Recent advances in diffusion-based generative models have demonstrated significant potential in augmenting scarce datasets for object detection tasks. Nevertheless, most recent models rely on resource-intensive full fine-tuning of large-scale diffusion models, requiring enterprise-grade GPUs (e.g., NVIDIA V100) and thousands of synthetic images.

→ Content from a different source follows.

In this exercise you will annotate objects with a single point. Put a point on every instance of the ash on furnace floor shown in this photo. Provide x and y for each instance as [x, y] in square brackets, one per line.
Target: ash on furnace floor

To address these limitations, we propose Flux LoRA Augmentation (FLORA), a lightweight synthetic data generation pipeline. Our approach uses the Flux 1.1 Dev diffusion model, fine-tuned exclusively through Low-Rank Adaptation (LoRA). This dramatically reduces computational requirements, enabling synthetic dataset generation with a consumer-grade GPU (e.g., NVIDIA RTX 4090). We empirically evaluate our approach on seven diverse object detection datasets. Our results demonstrate that training object detectors with just 500 synthetic images generated by our approach yields superior detection performance compared to models trained on 5000 synthetic images from the ODGEN baseline, achieving improvements of up to 21.3% in mAP@.50:.95. This work demonstrates that it is possible to surpass state-of-the-art performance with far greater efficiency, as FLORA achieves superior results using only 10% of the data and a fraction of the computational cost. This work demonstrates that a quality and efficiency-focused approach is more effective than brute-force generation, making advanced synthetic data creation more practical and accessible for real-world scenarios.